Novartis Pharma AG, WSJ-103.1, Novartis Campus, Basel, Switzerland.
MRC-PHE Centre for Environment and Health, Imperial College London, St Mary's Campus, Norfolk Place, London, UK.
Biostatistics. 2019 Jan 1;20(1):1-16. doi: 10.1093/biostatistics/kxx058.
Small area ecological studies are commonly used in epidemiology to assess the impact of area level risk factors on health outcomes when data are only available in an aggregated form. However, the resulting estimates are often biased due to unmeasured confounders, which typically are not available from the standard administrative registries used for these studies. Extra information on confounders can be provided through external data sets such as surveys or cohorts, where the data are available at the individual level rather than at the area level; however, such data typically lack the geographical coverage of administrative registries. We develop a framework of analysis which combines ecological and individual level data from different sources to provide an adjusted estimate of area level risk factors which is less biased. Our method (i) summarizes all available individual level confounders into an area level scalar variable, which we call ecological propensity score (EPS), (ii) implements a hierarchical structured approach to impute the values of EPS whenever they are missing, and (iii) includes the estimated and imputed EPS into the ecological regression linking the risk factors to the health outcome. Through a simulation study, we show that integrating individual level data into small area analyses via EPS is a promising method to reduce the bias intrinsic in ecological studies due to unmeasured confounders; we also apply the method to a real case study to evaluate the effect of air pollution on coronary heart disease hospital admissions in Greater London.

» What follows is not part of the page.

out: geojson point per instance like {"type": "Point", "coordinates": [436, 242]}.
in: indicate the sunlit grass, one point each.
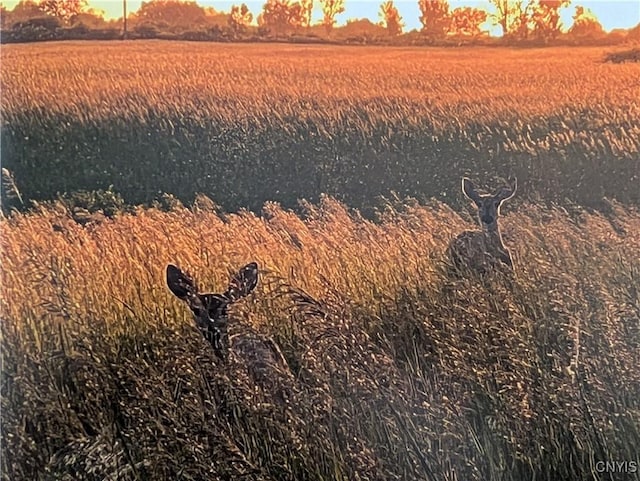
{"type": "Point", "coordinates": [400, 372]}
{"type": "Point", "coordinates": [246, 124]}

小区域生态研究常用于流行病学,当数据仅以聚合形式可用时,评估区域水平风险因素对健康结果的影响。然而,由于未测量的混杂因素,由此产生的估计通常存在偏差,这些混杂因素通常无法从用于这些研究的标准行政登记处获得。混杂因素的额外信息可以通过外部数据集(如调查或队列)提供,这些数据集的个体水平而不是区域水平提供数据;然而,这种数据通常缺乏行政登记处的地理覆盖范围。我们开发了一种分析框架,将来自不同来源的生态和个体水平数据结合起来,提供对区域水平风险因素的调整估计,从而减少偏差。我们的方法 (i) 将所有可用的个体水平混杂因素总结为一个区域水平标量变量,我们称之为生态倾向评分 (EPS),(ii) 实施分层结构方法,在 EPS 缺失时对其进行估算,以及 (iii) 将估计和估算的 EPS 纳入将风险因素与健康结果联系起来的生态回归中。通过模拟研究,我们表明,通过 EPS 将个体水平数据整合到小区域分析中是一种有前途的方法,可以减少由于未测量的混杂因素导致的生态研究固有的偏差;我们还将该方法应用于真实案例研究,以评估大伦敦地区空气污染对冠心病住院的影响。